If users supply an ami_id (the issue submitter note: or ami_type), the service no longer supplies user data to bootstrap nodes; users can enable enable_bootstrap_user_data and use the module provided user data template, or provide their own user data template

But when users enable that flag then provide that data template, or use the shipped one, it will be not MIME formatted, hence that issue arises. Have you read the issue description carefully and tried the reproducing steps?

bogdando avatar Jul 26 '22 06:07 bogdando

The user data is working as intended and we have both an internal module as well as an example dedicated just to handling user data that demonstrates this

bryantbiggs avatar Aug 20 '22 20:08 bryantbiggs

@bryantbiggs hi, as you have closed this one, have you checked the reported issue subjects perchance, or should I still find a reproducer for it:

Amazon EC2 user data in launch templates that are used with EKS managed node groups must be in the MIME multi-part archive format. But setting the enable_bootstrap_user_data: true flag always creates it unformatted.
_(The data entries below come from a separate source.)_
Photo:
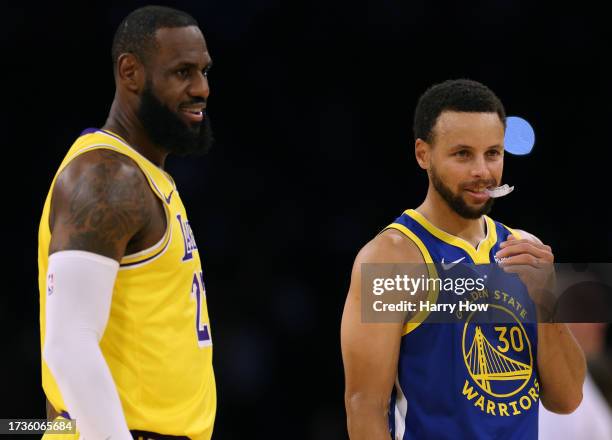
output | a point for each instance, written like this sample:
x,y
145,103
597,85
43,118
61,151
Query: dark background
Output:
x,y
312,105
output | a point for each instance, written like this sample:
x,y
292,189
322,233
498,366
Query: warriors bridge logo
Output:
x,y
499,361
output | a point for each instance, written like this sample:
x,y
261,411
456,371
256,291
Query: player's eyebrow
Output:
x,y
469,147
191,65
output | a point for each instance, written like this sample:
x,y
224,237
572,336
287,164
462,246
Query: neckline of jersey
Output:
x,y
479,254
124,142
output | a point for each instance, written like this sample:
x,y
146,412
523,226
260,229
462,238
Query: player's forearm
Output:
x,y
87,386
79,292
367,419
562,368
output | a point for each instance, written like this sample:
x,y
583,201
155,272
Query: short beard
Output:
x,y
168,131
456,202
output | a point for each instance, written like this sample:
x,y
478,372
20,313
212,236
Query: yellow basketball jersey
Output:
x,y
158,341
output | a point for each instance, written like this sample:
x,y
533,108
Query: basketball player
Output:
x,y
125,333
412,381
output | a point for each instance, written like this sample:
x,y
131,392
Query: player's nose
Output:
x,y
199,87
480,168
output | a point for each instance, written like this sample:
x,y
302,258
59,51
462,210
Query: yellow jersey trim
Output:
x,y
513,231
432,295
479,255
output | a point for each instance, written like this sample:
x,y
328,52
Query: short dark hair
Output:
x,y
460,95
136,33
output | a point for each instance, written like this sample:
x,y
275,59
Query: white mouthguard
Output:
x,y
500,191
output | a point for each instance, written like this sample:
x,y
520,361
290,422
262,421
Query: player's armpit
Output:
x,y
99,202
370,351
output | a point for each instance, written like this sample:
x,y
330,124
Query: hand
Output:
x,y
533,263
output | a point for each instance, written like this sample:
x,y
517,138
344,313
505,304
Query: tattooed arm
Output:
x,y
100,201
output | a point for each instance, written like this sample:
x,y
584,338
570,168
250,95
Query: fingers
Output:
x,y
521,260
512,248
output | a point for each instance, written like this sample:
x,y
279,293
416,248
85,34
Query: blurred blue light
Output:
x,y
520,136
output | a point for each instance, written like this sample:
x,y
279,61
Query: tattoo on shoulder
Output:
x,y
106,205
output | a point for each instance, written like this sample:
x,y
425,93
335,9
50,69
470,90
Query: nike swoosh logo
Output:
x,y
169,197
448,266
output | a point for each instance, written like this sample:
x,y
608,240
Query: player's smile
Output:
x,y
478,196
193,113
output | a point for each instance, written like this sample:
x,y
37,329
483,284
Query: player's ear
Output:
x,y
422,152
130,72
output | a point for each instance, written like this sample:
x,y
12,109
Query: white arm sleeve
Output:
x,y
79,293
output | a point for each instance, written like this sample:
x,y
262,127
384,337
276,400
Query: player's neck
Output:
x,y
128,127
435,209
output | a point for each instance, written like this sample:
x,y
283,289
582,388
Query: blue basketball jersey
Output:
x,y
466,379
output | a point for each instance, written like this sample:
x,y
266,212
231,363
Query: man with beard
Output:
x,y
125,333
417,379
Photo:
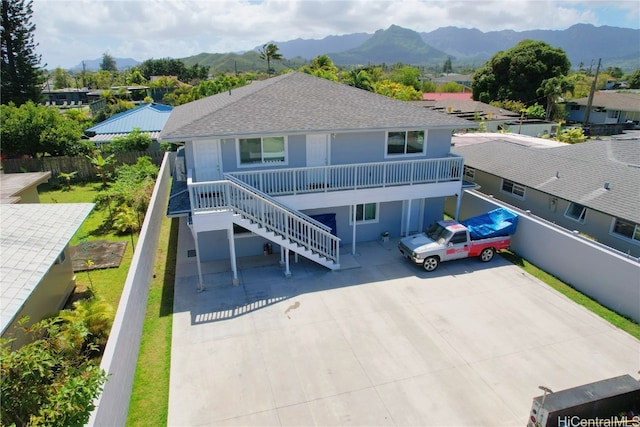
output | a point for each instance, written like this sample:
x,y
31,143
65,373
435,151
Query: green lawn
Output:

There is also a misconfiguration in templates/linux_user_data.tpl which always inserts pre_bootstrap_user_data, even if enable_bootstrap_user_data: false. The latter setting should control insertion of pre_bootstrap_user_data just like it already does for post_bootstrap_user_data.
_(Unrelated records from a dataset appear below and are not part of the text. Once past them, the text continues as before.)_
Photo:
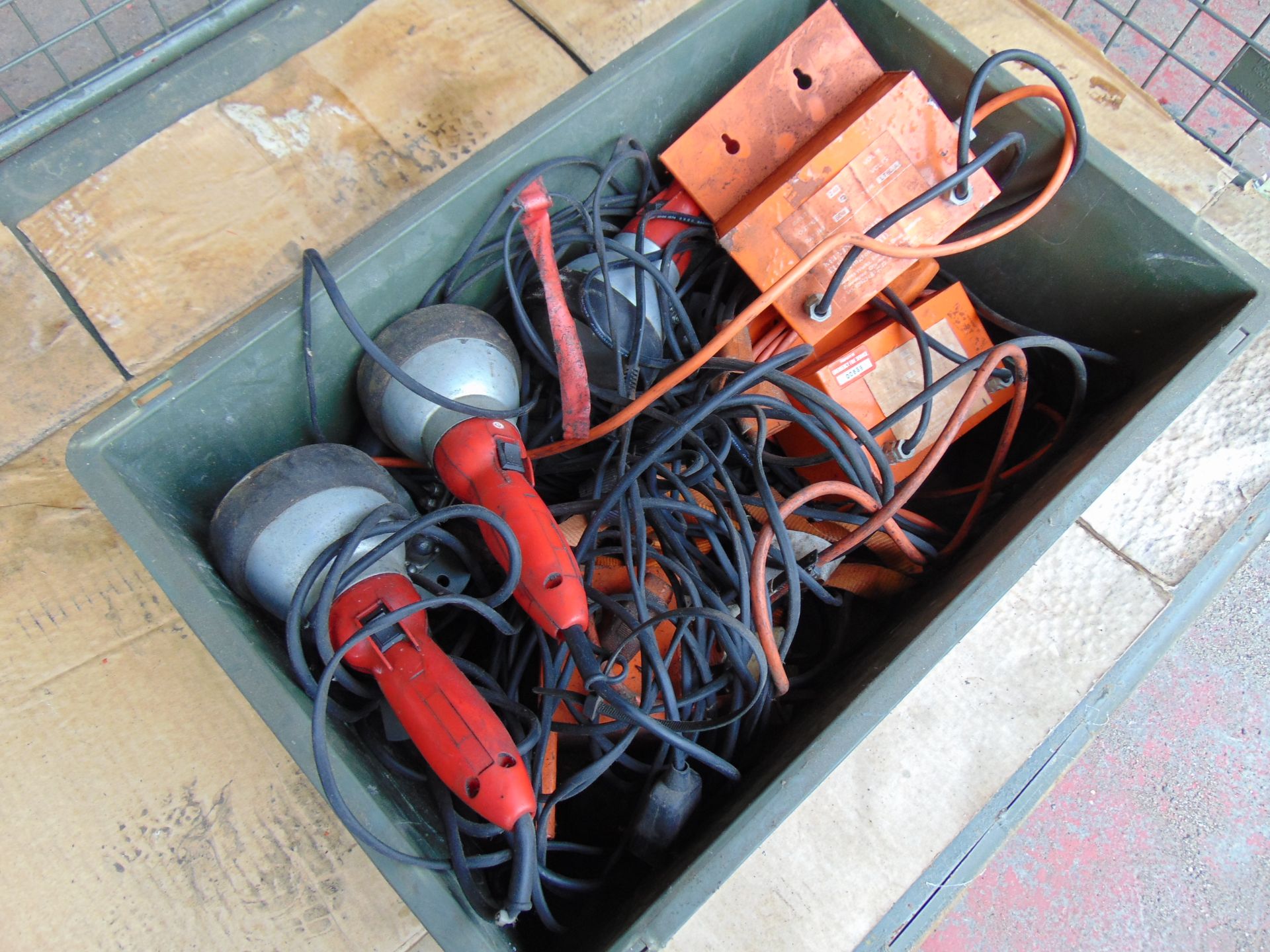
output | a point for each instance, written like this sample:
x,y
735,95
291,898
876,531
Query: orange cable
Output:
x,y
835,243
883,514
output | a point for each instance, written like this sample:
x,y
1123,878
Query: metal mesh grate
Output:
x,y
1206,61
59,58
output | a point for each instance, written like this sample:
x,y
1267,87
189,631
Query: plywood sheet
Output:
x,y
600,31
839,863
200,222
54,370
146,805
1119,114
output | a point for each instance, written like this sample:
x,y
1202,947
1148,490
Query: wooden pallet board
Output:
x,y
204,220
54,368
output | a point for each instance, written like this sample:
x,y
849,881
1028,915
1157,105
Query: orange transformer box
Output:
x,y
880,370
816,140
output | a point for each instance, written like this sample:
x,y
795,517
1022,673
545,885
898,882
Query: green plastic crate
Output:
x,y
1113,263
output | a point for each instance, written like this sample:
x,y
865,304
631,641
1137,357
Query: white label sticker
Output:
x,y
854,365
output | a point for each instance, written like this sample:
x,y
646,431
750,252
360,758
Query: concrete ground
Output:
x,y
1159,834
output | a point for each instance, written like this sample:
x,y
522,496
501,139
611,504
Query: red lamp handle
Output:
x,y
452,725
486,462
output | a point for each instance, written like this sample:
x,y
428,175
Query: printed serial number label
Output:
x,y
847,368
bogdando avatar Sep 28 '22 07:09 bogdando

I split the 2nd issue into a dedicated one https://github.com/terraform-aws-modules/terraform-aws-eks/issues/2246 Let me update the reproducer and description for the remaining MIME formatting issue only

bogdando avatar Sep 28 '22 07:09 bogdando

@bryantbiggs updated! reproducer clearly shows an issue. Please reopen

bogdando avatar Sep 28 '22 08:09 bogdando

@bryantbiggs could you please take a look "Terminal Output Screenshot(s)" and please reopen it? There is clearly an issue, and the updated reproducer clearly shows a failure

bogdando avatar Sep 29 '22 07:09 bogdando